The Bangladesh Securities and Exchange Commission (BSEC) has approved the plan of Premier Cement Mills to raise Tk310.75 crore through issuing preference shares.
The top tier cement maker will use the fund – that would reduce financial costs, boost profits, and help improve financial indicators – to restructure its balance sheet, according to a BSEC statement.
Paying off high-cost debts out of the preference share proceeds will save some interest expense for the company as the average cost of bank loans is higher than the preference share dividends.
Preference shares are company shares against which investors avail no voting right and enjoy preference over the general shareholders to avail dividends in a regular situation as well as the leftover during liquidation.
Sponsor shareholders and directors of the company will buy preference shares worth Tk75 crore, the tenure of which will be 12 years, and they will take no dividends.
The company will collect Tk235.5 crore from investors through private placement of the remaining preference shares, which will be issued for 5 years, and the company will pay 6.25%-7.75% preferred dividends to the external investors per annum.
The preference shares will have a face value of Tk25 lakh each.

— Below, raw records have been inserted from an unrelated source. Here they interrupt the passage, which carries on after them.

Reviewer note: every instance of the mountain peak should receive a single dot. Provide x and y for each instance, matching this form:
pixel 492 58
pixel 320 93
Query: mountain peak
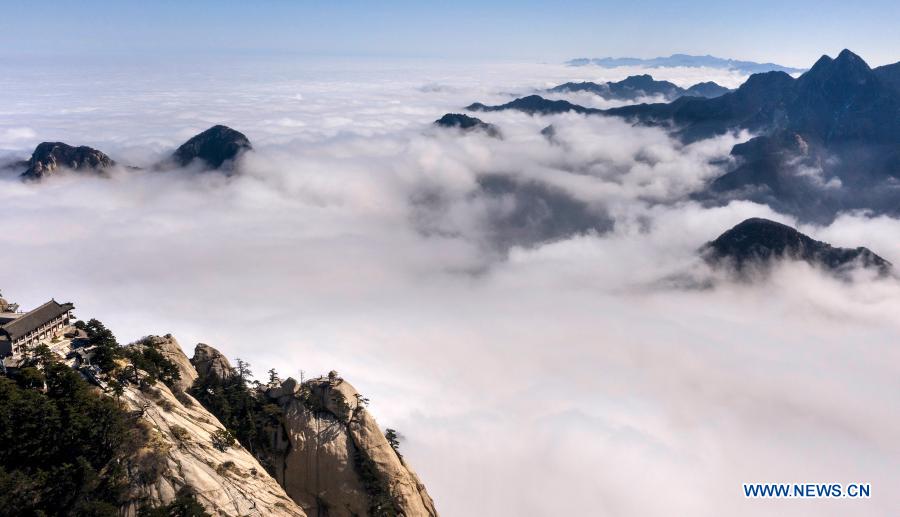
pixel 757 242
pixel 215 146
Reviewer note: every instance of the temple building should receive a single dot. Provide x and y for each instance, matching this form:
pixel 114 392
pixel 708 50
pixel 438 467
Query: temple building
pixel 20 331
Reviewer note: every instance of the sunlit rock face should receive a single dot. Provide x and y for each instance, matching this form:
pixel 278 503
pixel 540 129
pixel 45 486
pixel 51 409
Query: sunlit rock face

They will be non-convertible i.e. the shares will be redeemed after tenure.
They will also be cumulative, which means any unpaid preferred dividend will be added to the next period's payable dividends.
The preference shareholders would get dividends twice a year, and the company would redeem the shares in equal semi-annual instalments, which would commence from 18 months of the issuance, according to the company documents.
Premier Cement was listed on local stock exchanges in 2013.